1. What types of testing does RMA provide?
RMA offers both compendial and non-compendial testing, including identity, purity, potency/assay, impurity analysis, and contaminant testing to support raw material qualification and finished product verification.
2. What is compendial testing?
Compendial testing follows established global pharmacopeia standards (e.g., USP, EP, JP, BP, ChP, ACS) to ensure regulatory compliance for raw materials, intermediates, finished products.
3. What is non-compendial testing?
Non-compendial testing refers to client-specific analytical methods tailored to unique product attributes or specifications that are not covered by pharmacopeial monographs.

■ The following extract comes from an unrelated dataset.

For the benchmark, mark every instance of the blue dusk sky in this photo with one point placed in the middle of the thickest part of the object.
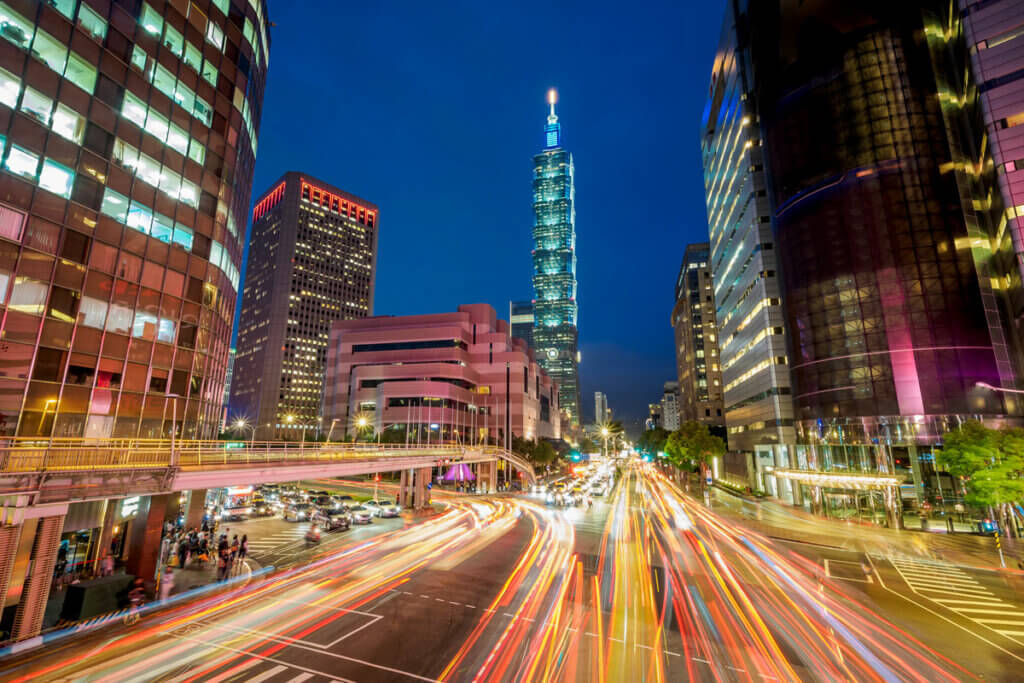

4. What is the purpose of raw material testing?
Raw material testing ensures that incoming materials meet predefined specifications for identity, purity, strength, and quality before use in manufacturing. This prevents contamination, variability, and non-compliant finished products.
5. What tests are typically performed on pharmaceutical raw materials?
Common tests include:
Identification (ID) – FTIR, HPLC, GC
Assay (potency/content) – HPLC, Titration, UV
Impurities – Related substances (HPLC/GC)
Residual solvents – GC (USP <467>)
Elemental impurities – ICP-MS (USP <232>/<233>)
Microbial limits – USP <61>, <62>
Water content – Karl Fischer
Loss on drying (LOD)
pH, viscosity, density etc.
6. What is the purpose of finishing product testing?
Finished product testing confirms that the product meets approved specifications for Safety, Efficacy, Quality, Stability, Regulatory compliance.
7. What tests are typically performed on finished products?
Finished product testing in pharmaceuticals is performed to ensure that each batch meets its approved specifications prior to release, in compliance with 21 CFR Part 211 and relevant USP and ICH guidelines. Depending on the dosage form, testing may include, for solid oral dosage forms (SODFs), Assay, Content Uniformity (USP <905>), Dissolution (USP <711>), Related Substances, Hardness, Friability (USP <1216>), Disintegration (USP <701>), and Moisture Content etc. while for injectables, it may include Sterility (USP <71>), Bacterial Endotoxins (USP <85>), Particulate Matter (USP <788>), pH, and other relevant tests.
8. What is the difference between assay and content uniformity?
Assay measures the average drug content of a batch, while content uniformity evaluates variability between individual units.
9. Why is dissolution testing important?
Dissolution predicts in vivo drug release performance and ensures batch-to-batch consistency. It is a critical quality attribute (CQA).
10. When is stability testing required?
Stability testing is required for new product development, for shelf-life assignment, after formulation changes, for packaging changes, for regulatory submissions. ICH Q1A guidelines apply.
11. Can RMA help with analytical method development and lifecycle management?
Yes – RMA offers method services including feasibility studies, method development, and method validation aligned with ICH Q2 expectations, ensuring robust and scientifically sound analytical methods.
12. What is method validation, and why is it important?
Method validation confirms that an analytical procedure is fit for its intended purpose, that it produces accurate, precise, and reproducible results, supporting regulatory submissions and product quality decisions.
13. Does RMA run/support stability studies?
Yes, RMA supports comprehensive stability programs (long-term, accelerated, and photostability) designed to meet ICH requirements and support product development or commercial supply.